Il me dit avec beaucoup de chagrin, et je crus que je voyais des larmes dans ses yeux, qu’il ne voulait point y toucher, qu’il avait horreur de la pensée de me dépouiller et de me réduire à la misère ; qu’il lui restait cinquante guinées, qui étaient tout ce qu’il avait au monde, et il les tira de sa poche et les jeta sur la table, en me priant de les prendre, quand il dût mourir de faim par le manque qu’il en aurait.

Je répondis, en lui témoignant un intérêt pareil, que je ne pouvais supporter de l’entendre parler ainsi ; qu’au contraire, s’il pouvait proposer quelque manière de vivre qui fût possible, que je ferais de mon mieux, et que je vivrais aussi strictement qu’il pourrait le désirer.
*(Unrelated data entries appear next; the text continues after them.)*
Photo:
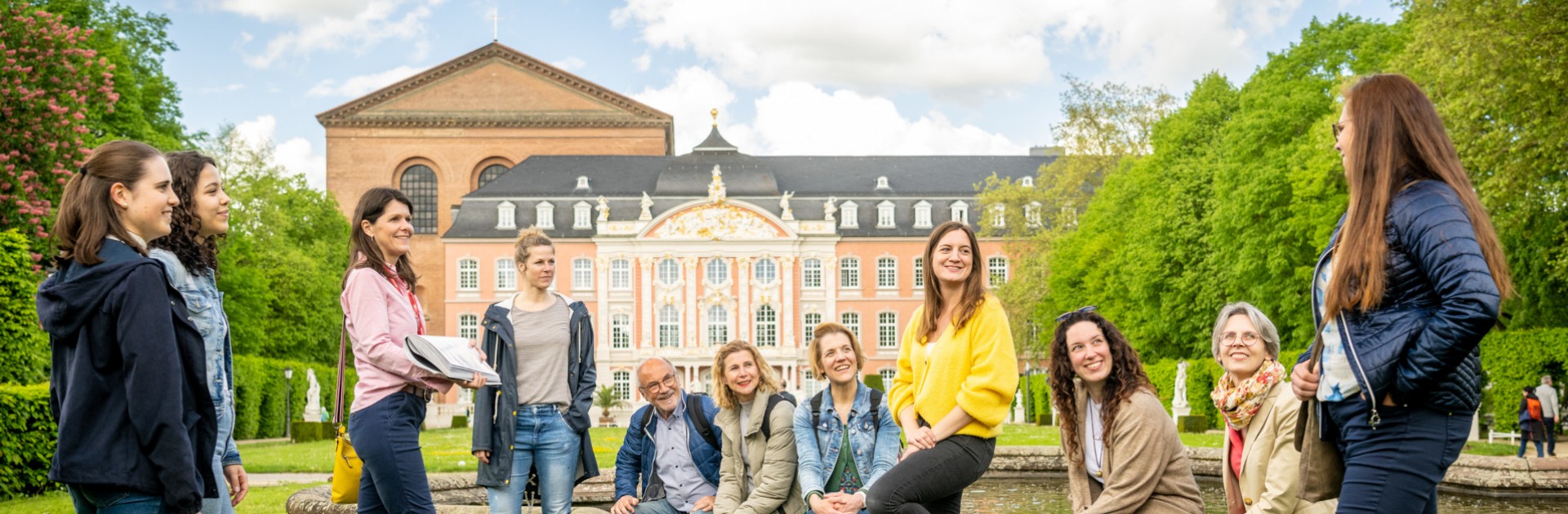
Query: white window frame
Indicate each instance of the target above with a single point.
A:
(765, 328)
(811, 273)
(582, 275)
(620, 331)
(620, 275)
(545, 215)
(850, 215)
(468, 275)
(506, 275)
(506, 217)
(850, 273)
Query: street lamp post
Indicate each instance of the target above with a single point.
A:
(287, 401)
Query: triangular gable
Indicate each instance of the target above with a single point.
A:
(494, 86)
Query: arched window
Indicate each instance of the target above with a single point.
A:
(491, 173)
(767, 328)
(419, 185)
(717, 325)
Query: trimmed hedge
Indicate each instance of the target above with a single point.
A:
(27, 441)
(1515, 359)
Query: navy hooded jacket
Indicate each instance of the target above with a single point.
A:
(129, 381)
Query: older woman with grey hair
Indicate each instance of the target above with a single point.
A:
(1261, 464)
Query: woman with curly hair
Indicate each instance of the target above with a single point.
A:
(1121, 447)
(190, 262)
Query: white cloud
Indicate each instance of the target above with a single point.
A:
(952, 47)
(295, 156)
(571, 64)
(802, 119)
(332, 24)
(356, 86)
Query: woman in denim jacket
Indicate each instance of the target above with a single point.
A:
(190, 260)
(845, 436)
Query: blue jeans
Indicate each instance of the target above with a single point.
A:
(221, 503)
(661, 507)
(386, 437)
(548, 444)
(114, 500)
(1396, 467)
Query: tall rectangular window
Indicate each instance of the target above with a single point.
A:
(849, 273)
(811, 273)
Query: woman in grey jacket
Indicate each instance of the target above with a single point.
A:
(535, 422)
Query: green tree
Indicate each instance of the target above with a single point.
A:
(283, 262)
(1498, 73)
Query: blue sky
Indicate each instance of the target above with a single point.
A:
(802, 78)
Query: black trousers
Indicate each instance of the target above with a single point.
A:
(932, 480)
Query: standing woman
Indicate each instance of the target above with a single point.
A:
(1121, 445)
(535, 422)
(190, 256)
(957, 376)
(127, 383)
(390, 401)
(756, 474)
(1261, 464)
(1407, 287)
(845, 436)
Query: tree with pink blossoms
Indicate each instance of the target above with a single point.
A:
(49, 83)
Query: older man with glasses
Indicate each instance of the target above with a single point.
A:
(671, 449)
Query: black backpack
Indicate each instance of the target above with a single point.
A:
(698, 422)
(816, 414)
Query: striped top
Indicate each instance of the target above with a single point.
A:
(543, 339)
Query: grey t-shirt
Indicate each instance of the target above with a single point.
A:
(543, 339)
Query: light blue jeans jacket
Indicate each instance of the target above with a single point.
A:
(204, 303)
(817, 447)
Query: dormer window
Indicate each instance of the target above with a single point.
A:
(506, 217)
(582, 215)
(960, 212)
(545, 215)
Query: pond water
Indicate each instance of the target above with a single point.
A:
(995, 495)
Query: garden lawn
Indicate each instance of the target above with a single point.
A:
(261, 500)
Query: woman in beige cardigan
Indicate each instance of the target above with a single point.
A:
(1121, 447)
(758, 423)
(1261, 464)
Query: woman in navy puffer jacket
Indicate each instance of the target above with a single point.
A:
(1404, 292)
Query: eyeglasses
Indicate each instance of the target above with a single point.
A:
(1247, 339)
(1063, 317)
(666, 383)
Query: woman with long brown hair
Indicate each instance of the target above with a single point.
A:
(1404, 292)
(380, 311)
(956, 383)
(1121, 449)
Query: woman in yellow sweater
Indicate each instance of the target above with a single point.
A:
(957, 376)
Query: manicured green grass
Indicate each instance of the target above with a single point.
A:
(261, 500)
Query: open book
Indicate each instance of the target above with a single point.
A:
(448, 356)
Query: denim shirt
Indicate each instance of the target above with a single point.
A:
(204, 304)
(817, 447)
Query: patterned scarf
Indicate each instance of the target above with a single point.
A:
(1241, 401)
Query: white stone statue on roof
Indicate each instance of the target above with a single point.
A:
(715, 190)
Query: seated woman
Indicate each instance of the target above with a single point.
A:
(845, 436)
(1121, 447)
(1263, 466)
(756, 474)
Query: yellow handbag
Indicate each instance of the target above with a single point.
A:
(345, 463)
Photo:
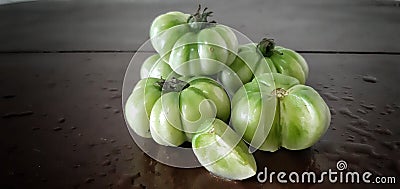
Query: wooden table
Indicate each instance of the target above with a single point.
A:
(62, 65)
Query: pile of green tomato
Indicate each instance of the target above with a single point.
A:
(204, 88)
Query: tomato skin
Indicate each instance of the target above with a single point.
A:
(156, 67)
(222, 151)
(275, 110)
(194, 48)
(250, 62)
(173, 117)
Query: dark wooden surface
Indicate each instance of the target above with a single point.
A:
(61, 123)
(335, 25)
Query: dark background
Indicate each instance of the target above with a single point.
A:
(62, 65)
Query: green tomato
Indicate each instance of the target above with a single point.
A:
(253, 60)
(171, 111)
(299, 115)
(156, 67)
(191, 45)
(222, 152)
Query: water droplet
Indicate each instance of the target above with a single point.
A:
(384, 131)
(89, 180)
(361, 132)
(362, 149)
(347, 112)
(61, 120)
(20, 114)
(347, 87)
(369, 107)
(112, 89)
(106, 162)
(57, 128)
(348, 98)
(333, 111)
(9, 96)
(331, 96)
(362, 111)
(370, 79)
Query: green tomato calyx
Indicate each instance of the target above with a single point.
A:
(200, 17)
(173, 85)
(267, 47)
(280, 93)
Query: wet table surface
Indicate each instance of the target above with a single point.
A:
(62, 66)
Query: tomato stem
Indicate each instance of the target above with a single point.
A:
(280, 93)
(173, 85)
(199, 19)
(267, 47)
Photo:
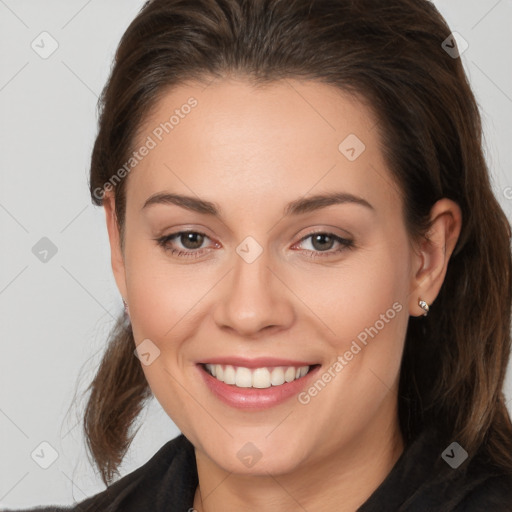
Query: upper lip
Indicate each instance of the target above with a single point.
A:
(257, 362)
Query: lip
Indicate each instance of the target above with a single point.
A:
(257, 362)
(253, 398)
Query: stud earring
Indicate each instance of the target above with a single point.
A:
(424, 306)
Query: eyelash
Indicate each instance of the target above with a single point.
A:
(345, 244)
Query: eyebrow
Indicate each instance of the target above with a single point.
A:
(297, 207)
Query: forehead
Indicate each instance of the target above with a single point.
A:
(232, 140)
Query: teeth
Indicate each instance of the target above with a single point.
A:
(258, 377)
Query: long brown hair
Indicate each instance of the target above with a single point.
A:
(389, 53)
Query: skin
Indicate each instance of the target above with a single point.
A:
(252, 151)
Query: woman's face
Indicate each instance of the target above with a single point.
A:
(271, 278)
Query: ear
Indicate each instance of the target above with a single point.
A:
(433, 254)
(116, 253)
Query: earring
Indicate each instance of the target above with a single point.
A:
(424, 306)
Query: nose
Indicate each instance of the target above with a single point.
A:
(253, 299)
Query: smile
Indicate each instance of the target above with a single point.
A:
(259, 378)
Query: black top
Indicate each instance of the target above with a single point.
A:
(420, 481)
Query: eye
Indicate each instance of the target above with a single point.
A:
(190, 242)
(322, 243)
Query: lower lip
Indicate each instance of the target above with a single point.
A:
(254, 398)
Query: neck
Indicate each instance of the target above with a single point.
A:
(341, 482)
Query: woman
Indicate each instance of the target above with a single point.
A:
(238, 138)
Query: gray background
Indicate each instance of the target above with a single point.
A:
(55, 316)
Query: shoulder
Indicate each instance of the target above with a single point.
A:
(422, 481)
(170, 473)
(486, 490)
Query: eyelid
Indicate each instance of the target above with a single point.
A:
(345, 244)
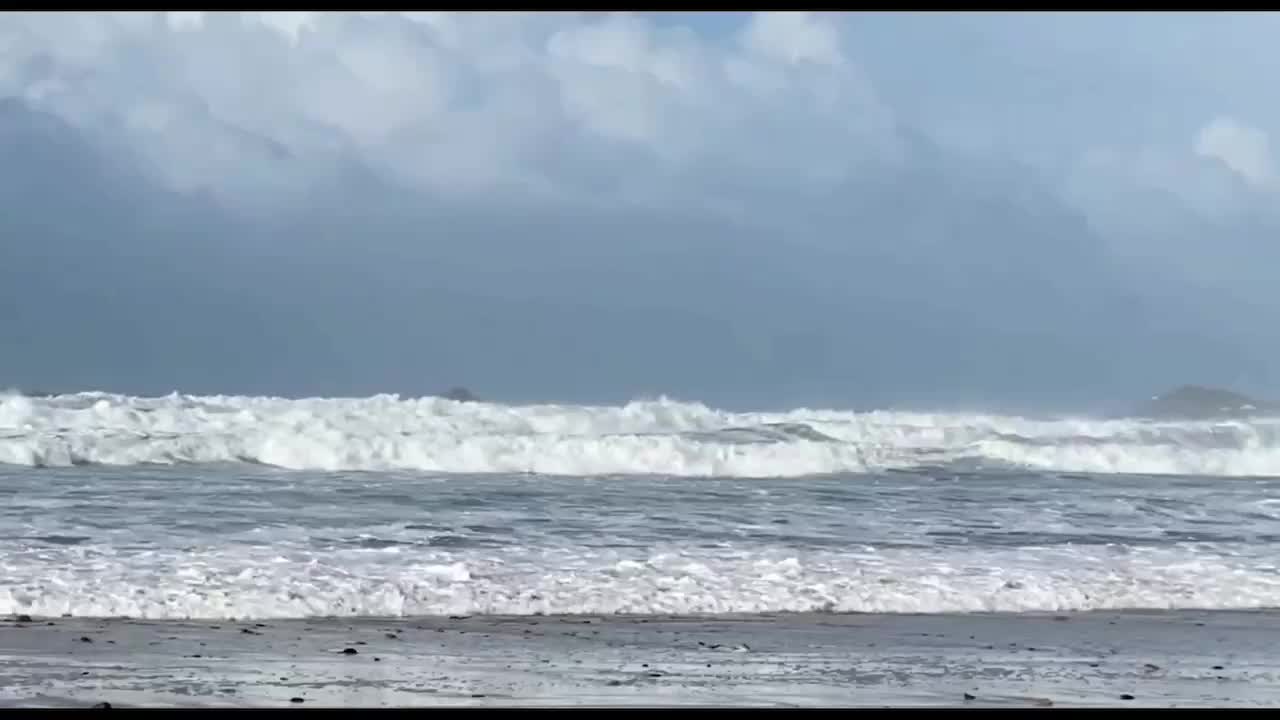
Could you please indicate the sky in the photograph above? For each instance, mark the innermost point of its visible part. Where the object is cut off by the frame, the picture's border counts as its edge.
(1027, 212)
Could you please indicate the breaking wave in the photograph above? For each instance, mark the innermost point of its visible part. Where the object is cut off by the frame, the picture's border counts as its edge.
(661, 437)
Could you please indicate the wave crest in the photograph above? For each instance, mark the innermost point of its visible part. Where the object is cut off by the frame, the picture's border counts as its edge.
(644, 437)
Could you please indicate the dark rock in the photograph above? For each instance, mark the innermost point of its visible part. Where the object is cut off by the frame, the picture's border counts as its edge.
(460, 395)
(1196, 402)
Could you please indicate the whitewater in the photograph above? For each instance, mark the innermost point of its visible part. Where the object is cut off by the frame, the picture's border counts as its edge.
(659, 437)
(215, 507)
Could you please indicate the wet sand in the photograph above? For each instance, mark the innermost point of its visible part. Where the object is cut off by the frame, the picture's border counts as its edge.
(1159, 659)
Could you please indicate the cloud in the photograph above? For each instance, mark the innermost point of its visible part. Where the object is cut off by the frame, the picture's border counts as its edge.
(1246, 150)
(782, 206)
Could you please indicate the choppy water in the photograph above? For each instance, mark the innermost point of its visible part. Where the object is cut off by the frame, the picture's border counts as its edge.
(164, 507)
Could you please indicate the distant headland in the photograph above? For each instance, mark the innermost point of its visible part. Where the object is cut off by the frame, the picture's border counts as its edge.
(1197, 402)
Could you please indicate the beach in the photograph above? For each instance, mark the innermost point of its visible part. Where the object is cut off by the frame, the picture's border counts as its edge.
(1150, 659)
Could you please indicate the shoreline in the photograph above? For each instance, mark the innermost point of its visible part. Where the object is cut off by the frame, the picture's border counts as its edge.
(1132, 657)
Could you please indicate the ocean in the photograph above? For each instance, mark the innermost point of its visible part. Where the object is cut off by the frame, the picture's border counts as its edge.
(255, 507)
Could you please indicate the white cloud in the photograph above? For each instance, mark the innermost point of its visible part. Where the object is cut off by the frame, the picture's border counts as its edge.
(1247, 150)
(456, 101)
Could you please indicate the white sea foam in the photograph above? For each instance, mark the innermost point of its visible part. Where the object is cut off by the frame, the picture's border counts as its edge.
(264, 583)
(650, 437)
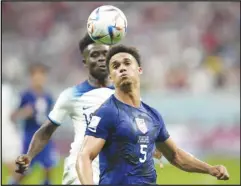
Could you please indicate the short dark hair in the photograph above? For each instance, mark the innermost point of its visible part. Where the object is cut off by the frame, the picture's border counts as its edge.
(36, 65)
(84, 42)
(122, 48)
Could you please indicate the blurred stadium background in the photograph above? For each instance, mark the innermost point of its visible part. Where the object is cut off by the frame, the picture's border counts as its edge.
(191, 61)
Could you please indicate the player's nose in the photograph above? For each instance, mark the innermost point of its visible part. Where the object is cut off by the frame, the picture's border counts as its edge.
(122, 69)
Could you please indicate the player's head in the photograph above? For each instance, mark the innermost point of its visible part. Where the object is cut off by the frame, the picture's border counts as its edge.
(124, 66)
(94, 57)
(38, 74)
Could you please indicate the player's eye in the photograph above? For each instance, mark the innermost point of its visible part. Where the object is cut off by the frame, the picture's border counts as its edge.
(127, 62)
(105, 53)
(95, 54)
(115, 66)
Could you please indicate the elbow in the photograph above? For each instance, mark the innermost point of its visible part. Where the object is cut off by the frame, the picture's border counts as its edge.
(81, 158)
(176, 159)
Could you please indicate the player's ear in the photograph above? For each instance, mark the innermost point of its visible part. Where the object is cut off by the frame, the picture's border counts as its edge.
(140, 70)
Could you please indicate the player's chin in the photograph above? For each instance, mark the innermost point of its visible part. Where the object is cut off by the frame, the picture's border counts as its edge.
(125, 85)
(101, 74)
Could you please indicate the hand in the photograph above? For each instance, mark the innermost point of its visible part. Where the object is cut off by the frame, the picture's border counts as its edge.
(158, 155)
(220, 172)
(22, 162)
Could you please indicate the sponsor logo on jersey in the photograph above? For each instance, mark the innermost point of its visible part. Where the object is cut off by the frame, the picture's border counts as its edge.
(94, 123)
(141, 125)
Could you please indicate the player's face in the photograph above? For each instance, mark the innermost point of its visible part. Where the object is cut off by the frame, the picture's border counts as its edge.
(39, 77)
(124, 70)
(96, 60)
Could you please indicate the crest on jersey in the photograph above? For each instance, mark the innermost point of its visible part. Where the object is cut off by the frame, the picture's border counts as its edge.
(141, 125)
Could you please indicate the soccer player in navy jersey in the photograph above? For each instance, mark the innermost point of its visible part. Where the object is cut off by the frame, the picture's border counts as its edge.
(124, 132)
(35, 104)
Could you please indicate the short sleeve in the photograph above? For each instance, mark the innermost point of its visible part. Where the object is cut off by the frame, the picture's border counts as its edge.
(101, 123)
(61, 108)
(163, 134)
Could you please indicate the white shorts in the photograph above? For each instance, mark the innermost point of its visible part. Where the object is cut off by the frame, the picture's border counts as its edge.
(11, 144)
(70, 176)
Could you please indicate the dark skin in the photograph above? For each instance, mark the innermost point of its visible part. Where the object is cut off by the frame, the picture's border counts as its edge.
(94, 61)
(125, 72)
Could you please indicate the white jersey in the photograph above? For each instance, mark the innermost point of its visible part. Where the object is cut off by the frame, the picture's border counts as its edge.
(79, 103)
(11, 139)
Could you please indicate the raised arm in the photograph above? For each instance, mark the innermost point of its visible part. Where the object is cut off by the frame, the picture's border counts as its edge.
(90, 149)
(187, 162)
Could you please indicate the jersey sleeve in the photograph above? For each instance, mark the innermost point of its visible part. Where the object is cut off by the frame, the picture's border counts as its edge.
(62, 107)
(101, 123)
(163, 134)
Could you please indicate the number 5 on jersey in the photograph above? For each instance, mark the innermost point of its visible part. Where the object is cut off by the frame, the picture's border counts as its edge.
(143, 151)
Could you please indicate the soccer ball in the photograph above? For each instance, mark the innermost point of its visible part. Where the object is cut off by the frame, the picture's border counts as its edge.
(107, 25)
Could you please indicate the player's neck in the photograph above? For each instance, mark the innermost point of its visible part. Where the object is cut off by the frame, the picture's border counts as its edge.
(99, 83)
(37, 89)
(132, 98)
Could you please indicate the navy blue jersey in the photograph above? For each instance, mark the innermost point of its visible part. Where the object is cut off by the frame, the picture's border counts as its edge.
(130, 135)
(41, 105)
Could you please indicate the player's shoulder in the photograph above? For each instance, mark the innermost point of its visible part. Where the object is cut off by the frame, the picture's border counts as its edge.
(84, 88)
(27, 93)
(108, 107)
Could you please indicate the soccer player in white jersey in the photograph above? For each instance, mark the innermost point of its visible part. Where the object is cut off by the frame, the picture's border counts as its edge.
(77, 102)
(11, 139)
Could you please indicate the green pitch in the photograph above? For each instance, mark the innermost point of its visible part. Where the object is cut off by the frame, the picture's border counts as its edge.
(167, 175)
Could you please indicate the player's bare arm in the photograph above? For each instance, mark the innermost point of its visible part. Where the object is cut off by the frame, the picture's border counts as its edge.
(38, 142)
(188, 162)
(90, 149)
(22, 113)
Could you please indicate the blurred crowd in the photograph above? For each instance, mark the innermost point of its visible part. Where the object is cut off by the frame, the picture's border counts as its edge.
(190, 46)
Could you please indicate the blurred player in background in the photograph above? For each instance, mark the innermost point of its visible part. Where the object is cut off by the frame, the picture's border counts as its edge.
(34, 106)
(11, 139)
(79, 103)
(124, 131)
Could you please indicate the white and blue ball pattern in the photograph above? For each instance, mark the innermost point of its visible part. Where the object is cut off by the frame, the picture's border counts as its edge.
(107, 25)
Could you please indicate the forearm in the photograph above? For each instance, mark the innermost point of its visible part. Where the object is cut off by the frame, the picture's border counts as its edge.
(40, 139)
(84, 169)
(189, 163)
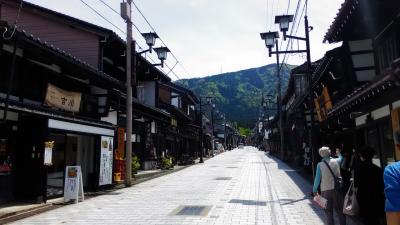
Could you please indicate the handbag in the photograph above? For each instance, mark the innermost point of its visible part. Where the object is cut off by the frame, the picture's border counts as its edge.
(350, 206)
(338, 180)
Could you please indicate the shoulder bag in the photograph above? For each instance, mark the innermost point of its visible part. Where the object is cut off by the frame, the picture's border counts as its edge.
(338, 180)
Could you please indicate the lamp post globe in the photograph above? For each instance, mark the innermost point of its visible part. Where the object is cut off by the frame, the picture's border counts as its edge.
(150, 39)
(284, 21)
(162, 53)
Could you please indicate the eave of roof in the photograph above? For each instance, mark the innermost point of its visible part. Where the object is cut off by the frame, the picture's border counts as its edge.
(72, 59)
(368, 90)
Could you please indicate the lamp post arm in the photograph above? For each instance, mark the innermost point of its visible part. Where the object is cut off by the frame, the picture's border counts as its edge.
(148, 50)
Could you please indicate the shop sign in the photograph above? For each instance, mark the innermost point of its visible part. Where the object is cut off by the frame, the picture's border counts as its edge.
(119, 152)
(323, 103)
(396, 130)
(106, 160)
(48, 153)
(73, 184)
(66, 100)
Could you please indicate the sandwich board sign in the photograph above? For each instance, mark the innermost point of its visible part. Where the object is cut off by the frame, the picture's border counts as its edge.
(73, 185)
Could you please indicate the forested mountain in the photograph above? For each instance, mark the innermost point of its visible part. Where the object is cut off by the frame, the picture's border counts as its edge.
(238, 94)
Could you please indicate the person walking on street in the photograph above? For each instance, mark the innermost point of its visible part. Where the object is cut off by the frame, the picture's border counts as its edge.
(325, 179)
(391, 178)
(368, 181)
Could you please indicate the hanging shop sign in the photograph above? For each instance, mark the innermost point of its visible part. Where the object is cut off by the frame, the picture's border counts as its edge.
(66, 100)
(119, 152)
(73, 184)
(323, 104)
(48, 153)
(396, 131)
(106, 160)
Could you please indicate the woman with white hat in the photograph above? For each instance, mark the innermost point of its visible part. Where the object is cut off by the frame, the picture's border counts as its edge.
(327, 171)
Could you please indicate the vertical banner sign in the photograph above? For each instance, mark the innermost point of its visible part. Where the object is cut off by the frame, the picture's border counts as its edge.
(396, 131)
(48, 153)
(106, 159)
(73, 184)
(119, 153)
(66, 100)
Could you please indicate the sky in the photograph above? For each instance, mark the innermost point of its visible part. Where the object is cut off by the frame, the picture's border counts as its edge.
(207, 37)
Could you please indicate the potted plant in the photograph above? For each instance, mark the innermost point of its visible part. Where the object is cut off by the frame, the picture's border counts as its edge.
(166, 163)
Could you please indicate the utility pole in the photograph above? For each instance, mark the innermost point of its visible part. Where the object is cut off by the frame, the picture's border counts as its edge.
(279, 103)
(310, 94)
(225, 133)
(126, 14)
(201, 134)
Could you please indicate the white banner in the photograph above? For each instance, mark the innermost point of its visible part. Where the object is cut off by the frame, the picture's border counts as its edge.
(73, 184)
(67, 100)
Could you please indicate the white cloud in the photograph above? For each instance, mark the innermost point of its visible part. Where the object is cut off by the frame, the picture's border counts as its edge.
(206, 35)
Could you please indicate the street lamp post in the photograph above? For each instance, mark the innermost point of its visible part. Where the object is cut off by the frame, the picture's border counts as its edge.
(201, 134)
(208, 100)
(270, 39)
(126, 14)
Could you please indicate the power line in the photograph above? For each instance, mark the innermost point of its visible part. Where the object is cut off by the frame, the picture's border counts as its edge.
(15, 23)
(285, 57)
(136, 27)
(99, 14)
(162, 41)
(287, 10)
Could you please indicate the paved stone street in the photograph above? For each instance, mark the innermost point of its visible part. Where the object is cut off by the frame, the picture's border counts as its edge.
(243, 186)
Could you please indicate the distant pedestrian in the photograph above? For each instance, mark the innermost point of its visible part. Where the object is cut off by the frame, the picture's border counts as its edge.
(326, 181)
(392, 191)
(368, 181)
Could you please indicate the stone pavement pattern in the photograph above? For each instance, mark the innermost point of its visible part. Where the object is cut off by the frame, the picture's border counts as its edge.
(243, 186)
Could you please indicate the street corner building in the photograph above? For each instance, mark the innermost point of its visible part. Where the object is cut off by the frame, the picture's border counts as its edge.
(355, 90)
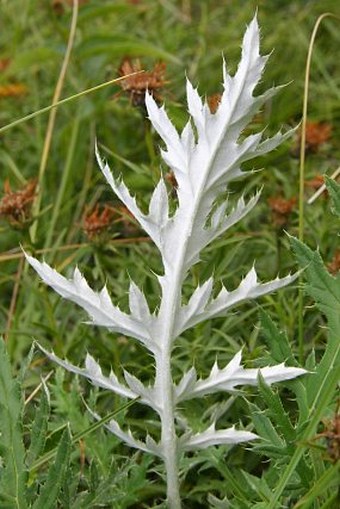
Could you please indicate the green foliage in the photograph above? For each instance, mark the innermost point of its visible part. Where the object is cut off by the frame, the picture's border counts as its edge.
(191, 36)
(13, 472)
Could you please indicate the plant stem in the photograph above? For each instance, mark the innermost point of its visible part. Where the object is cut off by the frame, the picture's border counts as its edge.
(164, 383)
(169, 437)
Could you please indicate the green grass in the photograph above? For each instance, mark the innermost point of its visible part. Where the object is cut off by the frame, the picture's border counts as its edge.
(190, 37)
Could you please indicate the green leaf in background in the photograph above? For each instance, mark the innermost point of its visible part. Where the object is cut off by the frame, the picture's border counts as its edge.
(320, 385)
(12, 470)
(56, 475)
(334, 191)
(39, 428)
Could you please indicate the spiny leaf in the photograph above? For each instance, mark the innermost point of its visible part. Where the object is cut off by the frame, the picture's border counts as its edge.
(234, 374)
(211, 436)
(93, 373)
(97, 304)
(334, 191)
(39, 428)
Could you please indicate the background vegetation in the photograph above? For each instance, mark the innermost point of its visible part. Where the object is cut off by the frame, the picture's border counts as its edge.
(60, 217)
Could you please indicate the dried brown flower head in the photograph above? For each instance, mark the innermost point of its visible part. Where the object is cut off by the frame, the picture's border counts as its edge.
(15, 206)
(59, 5)
(317, 133)
(315, 183)
(136, 86)
(281, 210)
(332, 435)
(12, 90)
Il me supplia de ne plus parler en cette façon, à cause qu’il en serait affolé ; il dit qu’il avait été élevé en gentilhomme, quoiqu’il fût réduit à une fortune si basse, et qu’il ne restait plus qu’un moyen auquel il pût penser, et qui même ne se saurait employer, à moins que je ne consentisse à lui répondre sur une question à laquelle toutefois il dit qu’il ne voulait point m’obliger ; je lui dis que j’y répondrais honnêtement, mais que je ne pouvais dire si ce serait à sa satisfaction ou autrement.

— Eh bien, alors, ma chérie, répondez-moi franchement, dit-il : est ce que le peu que vous avez pourra nous maintenir tous deux en bravoure, ou nous permettre de vivre en sécurité, ou non ?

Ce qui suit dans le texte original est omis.